Heeft het wel belang om te onthouden wat een zoveelste wetenschappelijk onderzoek heeft uitgewezen? Was dat wel zo wetenschappelijk? Verschillende studies kunnen elkaar zo snel tegenspreken. Hangt ervan af vanwaar de wind waait, wordt dan gezegd. De wind heeft dan een verachtelijke menselijke geur. Een eigenschap die boven alles primeert.
Nochtans maakt geld niet gelukkig.
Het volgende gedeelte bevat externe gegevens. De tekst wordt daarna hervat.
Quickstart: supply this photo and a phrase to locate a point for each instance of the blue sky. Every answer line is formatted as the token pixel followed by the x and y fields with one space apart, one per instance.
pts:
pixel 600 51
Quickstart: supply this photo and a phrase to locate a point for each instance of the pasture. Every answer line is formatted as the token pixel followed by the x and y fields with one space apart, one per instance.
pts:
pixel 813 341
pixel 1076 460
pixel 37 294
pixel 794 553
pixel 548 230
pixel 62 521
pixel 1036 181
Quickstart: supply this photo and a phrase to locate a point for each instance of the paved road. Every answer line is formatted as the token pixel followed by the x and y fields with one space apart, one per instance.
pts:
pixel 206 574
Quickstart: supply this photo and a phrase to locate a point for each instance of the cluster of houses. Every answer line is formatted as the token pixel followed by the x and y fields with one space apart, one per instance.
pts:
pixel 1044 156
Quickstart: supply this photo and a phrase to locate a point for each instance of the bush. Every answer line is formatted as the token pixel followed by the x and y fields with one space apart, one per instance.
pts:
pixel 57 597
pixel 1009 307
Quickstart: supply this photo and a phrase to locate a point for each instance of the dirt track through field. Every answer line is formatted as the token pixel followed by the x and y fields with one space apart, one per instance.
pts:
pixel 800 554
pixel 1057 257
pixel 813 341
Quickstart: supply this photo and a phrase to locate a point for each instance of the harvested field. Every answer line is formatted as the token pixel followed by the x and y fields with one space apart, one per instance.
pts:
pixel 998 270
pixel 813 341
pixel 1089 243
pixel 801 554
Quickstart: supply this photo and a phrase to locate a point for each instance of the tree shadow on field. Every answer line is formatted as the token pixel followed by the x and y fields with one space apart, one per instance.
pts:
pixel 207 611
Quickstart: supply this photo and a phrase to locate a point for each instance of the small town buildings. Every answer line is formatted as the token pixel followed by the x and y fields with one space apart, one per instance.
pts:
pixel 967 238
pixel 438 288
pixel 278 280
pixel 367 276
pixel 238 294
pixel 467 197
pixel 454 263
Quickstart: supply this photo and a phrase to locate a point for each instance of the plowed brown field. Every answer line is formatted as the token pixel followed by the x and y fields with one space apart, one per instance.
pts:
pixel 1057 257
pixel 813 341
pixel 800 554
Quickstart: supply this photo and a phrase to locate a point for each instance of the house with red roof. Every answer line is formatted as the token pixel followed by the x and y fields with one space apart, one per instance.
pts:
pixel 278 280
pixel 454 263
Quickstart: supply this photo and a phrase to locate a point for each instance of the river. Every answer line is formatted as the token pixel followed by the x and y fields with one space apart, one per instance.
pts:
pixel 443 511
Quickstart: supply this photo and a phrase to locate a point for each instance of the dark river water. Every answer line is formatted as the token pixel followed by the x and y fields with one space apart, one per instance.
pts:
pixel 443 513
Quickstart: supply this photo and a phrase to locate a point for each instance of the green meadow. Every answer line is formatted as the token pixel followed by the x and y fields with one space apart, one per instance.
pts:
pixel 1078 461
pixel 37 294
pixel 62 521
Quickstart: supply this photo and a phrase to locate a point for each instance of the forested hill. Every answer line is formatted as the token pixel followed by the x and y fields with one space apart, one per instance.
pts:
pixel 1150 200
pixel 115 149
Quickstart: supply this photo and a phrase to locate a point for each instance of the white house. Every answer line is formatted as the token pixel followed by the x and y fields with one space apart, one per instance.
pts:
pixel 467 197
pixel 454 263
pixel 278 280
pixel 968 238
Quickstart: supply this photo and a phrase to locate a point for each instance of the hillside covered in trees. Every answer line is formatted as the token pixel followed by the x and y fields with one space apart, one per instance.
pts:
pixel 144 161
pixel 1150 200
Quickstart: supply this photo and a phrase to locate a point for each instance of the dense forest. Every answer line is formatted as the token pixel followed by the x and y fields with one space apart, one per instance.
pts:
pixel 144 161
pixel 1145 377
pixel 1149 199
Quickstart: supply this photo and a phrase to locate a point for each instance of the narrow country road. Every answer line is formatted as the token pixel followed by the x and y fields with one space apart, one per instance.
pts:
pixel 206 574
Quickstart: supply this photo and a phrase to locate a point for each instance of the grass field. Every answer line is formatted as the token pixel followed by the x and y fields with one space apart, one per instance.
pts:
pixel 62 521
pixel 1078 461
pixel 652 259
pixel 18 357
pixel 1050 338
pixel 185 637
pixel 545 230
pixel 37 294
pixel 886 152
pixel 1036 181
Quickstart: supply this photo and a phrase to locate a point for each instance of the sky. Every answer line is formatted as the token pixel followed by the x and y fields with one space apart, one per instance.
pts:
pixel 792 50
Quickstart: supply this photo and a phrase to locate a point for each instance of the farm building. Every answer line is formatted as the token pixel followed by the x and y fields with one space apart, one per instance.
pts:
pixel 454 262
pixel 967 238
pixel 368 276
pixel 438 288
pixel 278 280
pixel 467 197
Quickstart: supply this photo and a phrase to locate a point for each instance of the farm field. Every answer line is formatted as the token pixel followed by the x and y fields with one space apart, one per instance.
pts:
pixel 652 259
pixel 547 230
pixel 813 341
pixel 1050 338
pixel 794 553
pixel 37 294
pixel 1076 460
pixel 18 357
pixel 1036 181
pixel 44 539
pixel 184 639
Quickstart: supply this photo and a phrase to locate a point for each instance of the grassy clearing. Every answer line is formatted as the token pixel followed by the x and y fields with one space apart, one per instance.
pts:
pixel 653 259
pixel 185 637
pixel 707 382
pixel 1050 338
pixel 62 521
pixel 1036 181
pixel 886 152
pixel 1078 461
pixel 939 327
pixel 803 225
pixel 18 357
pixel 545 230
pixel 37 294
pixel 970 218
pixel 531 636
Maar ja, dat is ook weer een wetenschappelijke stelling.
Boven deze wetenschappelijke stellingen verkies ik een uitdrukking uit menselijke ervaring: ‘Ik voel me rijker door de vriendschappen dan door het materiële dat ik heb.’
Waar blijft hierover wetenschappelijk onderzoek?
Pas op: ik betaal het niet.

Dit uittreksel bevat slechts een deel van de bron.